コウキが部屋へ戻るのを見送ってから、僕は熱い飲み物を二つ用意した。
「ありがとう。……楽しそうだったね、コウちゃん」
姉はカップを受け取りながら、頬を緩めた。
「自分の誕生日と間違えてるんじゃないですかね……」
いまだに姉に対して敬語をつかうけれど、それを気にしたことはない。
「また一つ、歳をとっちゃった……」
姉はカップに口をつけ、細く息をついた。
「三十のときに旦那と別れて、もう三年。新しい人生をスタートさせたはずなのに、すぐに妹が死んじゃって。

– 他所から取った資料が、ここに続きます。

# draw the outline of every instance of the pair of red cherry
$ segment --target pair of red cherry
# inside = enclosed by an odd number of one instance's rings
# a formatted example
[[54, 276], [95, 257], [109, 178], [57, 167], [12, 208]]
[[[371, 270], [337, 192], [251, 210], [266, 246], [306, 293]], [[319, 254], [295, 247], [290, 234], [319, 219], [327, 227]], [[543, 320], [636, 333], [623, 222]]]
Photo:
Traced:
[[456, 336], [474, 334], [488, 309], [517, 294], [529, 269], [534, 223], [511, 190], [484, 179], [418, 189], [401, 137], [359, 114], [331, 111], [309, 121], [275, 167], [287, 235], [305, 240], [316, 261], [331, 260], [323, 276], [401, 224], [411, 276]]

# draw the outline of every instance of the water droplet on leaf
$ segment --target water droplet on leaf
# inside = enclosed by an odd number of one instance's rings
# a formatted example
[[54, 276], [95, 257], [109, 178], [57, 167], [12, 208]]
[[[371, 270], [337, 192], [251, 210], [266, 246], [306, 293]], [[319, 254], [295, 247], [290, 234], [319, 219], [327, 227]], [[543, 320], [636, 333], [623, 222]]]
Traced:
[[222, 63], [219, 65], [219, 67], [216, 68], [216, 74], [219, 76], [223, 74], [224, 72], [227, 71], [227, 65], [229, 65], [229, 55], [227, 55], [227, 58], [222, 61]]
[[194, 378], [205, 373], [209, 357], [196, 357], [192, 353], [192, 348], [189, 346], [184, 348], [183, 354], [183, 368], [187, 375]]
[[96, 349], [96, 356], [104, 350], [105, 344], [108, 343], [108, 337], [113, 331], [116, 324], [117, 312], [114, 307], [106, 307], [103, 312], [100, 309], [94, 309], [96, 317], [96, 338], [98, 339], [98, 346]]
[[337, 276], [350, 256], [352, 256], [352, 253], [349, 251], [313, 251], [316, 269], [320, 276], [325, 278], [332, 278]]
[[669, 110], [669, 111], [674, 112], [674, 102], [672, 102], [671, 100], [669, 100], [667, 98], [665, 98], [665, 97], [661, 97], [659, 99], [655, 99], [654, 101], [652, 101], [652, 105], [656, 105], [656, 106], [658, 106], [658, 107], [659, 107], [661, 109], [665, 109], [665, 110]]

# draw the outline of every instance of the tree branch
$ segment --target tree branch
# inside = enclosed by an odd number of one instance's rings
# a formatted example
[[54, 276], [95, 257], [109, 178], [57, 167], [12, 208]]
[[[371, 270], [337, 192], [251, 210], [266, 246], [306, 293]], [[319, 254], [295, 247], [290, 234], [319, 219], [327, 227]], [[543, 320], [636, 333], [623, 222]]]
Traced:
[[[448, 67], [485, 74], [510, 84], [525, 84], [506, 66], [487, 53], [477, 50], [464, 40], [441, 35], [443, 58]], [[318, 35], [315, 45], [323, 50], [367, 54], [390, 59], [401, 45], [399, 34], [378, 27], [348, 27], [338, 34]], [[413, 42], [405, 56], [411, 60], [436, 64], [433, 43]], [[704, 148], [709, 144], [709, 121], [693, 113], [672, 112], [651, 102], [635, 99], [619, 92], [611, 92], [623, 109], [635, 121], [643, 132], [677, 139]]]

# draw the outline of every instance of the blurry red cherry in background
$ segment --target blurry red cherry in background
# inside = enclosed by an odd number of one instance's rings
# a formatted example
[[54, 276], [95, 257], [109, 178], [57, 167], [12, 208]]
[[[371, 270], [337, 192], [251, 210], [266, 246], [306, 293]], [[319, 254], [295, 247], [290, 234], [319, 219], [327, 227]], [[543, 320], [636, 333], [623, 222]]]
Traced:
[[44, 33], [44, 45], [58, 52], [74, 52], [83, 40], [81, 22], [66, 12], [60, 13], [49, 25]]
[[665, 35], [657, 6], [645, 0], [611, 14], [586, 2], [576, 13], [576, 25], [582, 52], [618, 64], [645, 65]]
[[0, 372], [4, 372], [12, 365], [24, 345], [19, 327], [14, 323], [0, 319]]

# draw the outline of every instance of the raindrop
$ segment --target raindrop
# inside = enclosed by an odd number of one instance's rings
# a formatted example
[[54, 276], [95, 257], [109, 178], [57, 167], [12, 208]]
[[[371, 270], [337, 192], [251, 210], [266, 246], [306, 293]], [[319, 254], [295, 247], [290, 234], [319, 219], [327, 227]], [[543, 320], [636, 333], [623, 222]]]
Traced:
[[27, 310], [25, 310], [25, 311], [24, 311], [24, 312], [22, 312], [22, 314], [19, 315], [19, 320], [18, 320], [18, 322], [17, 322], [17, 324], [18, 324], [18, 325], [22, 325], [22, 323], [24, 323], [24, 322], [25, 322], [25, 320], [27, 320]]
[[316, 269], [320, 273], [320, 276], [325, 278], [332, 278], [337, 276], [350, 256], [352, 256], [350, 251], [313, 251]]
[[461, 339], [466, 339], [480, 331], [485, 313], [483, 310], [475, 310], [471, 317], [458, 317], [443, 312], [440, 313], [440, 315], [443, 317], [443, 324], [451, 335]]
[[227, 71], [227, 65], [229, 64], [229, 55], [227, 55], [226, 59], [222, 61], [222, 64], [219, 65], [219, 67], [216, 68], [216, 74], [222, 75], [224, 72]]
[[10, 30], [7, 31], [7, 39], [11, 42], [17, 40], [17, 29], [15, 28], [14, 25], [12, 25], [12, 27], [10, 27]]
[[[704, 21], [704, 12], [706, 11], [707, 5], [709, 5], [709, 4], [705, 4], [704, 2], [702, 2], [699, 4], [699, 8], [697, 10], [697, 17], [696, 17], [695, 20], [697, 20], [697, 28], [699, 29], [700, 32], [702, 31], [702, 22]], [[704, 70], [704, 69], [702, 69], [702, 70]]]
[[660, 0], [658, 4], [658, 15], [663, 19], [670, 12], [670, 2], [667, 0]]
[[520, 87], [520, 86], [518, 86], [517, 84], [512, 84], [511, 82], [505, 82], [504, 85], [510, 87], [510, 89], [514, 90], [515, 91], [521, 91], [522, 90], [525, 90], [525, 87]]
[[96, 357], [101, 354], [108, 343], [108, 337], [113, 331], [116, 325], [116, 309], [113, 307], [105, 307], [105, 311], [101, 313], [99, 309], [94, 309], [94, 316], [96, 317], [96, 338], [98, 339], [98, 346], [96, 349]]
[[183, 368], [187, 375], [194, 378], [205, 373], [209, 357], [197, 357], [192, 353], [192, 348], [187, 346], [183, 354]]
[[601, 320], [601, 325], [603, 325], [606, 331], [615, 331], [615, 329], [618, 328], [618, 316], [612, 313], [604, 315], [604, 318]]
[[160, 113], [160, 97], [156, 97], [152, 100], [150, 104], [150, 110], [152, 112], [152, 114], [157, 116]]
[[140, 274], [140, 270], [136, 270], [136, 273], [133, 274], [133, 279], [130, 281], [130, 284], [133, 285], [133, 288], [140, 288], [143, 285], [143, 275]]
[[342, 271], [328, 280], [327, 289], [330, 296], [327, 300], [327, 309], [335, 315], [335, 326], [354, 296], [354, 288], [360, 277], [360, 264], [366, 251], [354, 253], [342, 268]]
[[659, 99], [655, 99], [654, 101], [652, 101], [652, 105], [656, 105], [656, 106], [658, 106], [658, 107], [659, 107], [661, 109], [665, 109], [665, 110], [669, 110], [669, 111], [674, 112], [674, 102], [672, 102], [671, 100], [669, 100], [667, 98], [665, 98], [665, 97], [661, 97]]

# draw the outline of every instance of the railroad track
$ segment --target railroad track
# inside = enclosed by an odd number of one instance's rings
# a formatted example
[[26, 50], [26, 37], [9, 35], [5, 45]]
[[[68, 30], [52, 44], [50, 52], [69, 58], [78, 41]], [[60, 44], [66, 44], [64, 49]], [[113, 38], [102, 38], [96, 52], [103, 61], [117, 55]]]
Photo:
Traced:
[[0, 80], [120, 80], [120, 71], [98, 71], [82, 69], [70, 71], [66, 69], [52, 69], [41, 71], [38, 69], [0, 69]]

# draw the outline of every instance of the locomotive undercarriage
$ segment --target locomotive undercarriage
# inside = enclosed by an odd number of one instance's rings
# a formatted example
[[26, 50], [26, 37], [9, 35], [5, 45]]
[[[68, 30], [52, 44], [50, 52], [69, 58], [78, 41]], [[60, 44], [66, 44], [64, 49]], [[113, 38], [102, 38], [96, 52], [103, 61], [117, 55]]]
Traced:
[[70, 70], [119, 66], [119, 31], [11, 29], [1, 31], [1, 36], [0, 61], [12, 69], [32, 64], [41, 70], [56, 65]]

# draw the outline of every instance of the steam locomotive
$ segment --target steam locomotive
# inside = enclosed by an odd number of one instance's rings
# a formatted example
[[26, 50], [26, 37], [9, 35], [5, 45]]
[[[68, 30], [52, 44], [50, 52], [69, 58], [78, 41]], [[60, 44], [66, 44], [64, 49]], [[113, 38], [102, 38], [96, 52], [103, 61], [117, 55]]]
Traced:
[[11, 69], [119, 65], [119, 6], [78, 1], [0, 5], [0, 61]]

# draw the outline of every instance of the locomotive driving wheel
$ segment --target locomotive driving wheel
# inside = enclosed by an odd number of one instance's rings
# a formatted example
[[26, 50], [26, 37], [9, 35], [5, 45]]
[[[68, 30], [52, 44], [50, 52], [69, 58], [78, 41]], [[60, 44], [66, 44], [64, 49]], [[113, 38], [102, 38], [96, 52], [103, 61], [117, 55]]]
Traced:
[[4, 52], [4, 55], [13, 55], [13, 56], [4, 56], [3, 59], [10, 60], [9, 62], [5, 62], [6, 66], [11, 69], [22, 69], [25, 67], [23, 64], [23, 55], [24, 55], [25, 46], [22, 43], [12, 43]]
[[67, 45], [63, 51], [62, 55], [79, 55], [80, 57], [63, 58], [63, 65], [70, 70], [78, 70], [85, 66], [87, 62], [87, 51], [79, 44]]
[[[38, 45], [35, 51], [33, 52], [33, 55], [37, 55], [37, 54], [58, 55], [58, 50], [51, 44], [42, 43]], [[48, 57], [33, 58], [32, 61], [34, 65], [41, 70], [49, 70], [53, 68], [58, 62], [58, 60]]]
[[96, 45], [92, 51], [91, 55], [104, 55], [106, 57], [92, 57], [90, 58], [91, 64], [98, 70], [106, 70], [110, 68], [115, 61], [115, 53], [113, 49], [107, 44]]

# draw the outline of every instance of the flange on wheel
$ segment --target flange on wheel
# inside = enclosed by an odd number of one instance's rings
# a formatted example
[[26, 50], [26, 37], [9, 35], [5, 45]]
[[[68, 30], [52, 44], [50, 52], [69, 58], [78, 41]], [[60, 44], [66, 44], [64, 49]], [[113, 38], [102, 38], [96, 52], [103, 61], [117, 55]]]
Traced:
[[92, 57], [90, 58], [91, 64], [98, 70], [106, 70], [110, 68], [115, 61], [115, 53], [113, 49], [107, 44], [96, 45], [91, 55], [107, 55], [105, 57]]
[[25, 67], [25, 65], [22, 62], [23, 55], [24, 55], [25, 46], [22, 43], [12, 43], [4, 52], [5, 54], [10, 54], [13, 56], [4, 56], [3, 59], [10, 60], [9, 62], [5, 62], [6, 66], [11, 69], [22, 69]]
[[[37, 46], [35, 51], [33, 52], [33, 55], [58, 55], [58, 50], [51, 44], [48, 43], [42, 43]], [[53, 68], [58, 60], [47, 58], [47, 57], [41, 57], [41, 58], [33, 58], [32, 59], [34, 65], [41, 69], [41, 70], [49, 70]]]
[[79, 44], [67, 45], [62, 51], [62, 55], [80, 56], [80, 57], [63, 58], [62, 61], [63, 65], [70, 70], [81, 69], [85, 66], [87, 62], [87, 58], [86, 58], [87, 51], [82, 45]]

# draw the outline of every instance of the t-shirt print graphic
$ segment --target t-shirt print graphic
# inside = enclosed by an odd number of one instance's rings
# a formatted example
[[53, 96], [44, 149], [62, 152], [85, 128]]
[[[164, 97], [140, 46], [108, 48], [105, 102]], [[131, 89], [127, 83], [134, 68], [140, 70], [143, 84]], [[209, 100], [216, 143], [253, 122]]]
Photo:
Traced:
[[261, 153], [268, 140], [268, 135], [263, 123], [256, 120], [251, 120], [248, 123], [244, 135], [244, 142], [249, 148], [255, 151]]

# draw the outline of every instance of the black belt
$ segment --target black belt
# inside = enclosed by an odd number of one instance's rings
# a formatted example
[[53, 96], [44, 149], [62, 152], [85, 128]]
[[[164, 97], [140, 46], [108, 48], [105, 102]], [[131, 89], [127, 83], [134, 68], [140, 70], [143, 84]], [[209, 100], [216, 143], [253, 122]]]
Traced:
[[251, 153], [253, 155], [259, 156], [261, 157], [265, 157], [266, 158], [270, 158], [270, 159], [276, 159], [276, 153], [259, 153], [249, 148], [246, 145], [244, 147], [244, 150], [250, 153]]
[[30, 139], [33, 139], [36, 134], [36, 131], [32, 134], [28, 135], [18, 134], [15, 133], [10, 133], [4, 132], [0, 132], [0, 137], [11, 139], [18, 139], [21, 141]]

いろいろ重なったせいか、自分を見失ってた。今ここにいるのも、何か信じられない感じがするし……」
妻によく似たその横顔を、僕はただ眺めた。
「ああ、勘違いしないでね。ここにいることが、いやだってわけじゃないんだから……」
姉が真剣な表情を見せたとき、ふっと、心が揺らぐのを感じた。
姉に対して何か言うべきなら、今なんじゃないかと……。
「もしよかったら……」
いくら探してみても、この想いを伝えられる言葉なんて見つからない……。それなら。
「もしよかったら、僕らと本当の家族になりませんか?」
口にしたものの、その言葉には心がないように聴こえた。物足りなさと、余韻の不自然さで、居たたまれない気持ちになっていく。
「コウキも喜ぶと思うし、それに……」
言葉を重ねてみても、何も変わらない。姉にどんなふうに伝わったのか、想像もできなかった。
姉は少し驚いたような仕草を見せてから、静かに
「……少し考えさせて」
僕らは他人から見れば家族だった。
けれど、そこには何の約束事もない。いつ損なわれるかしれない危うさがある。そんな当たり前のことに、今更ながら僕は気づいてしまった。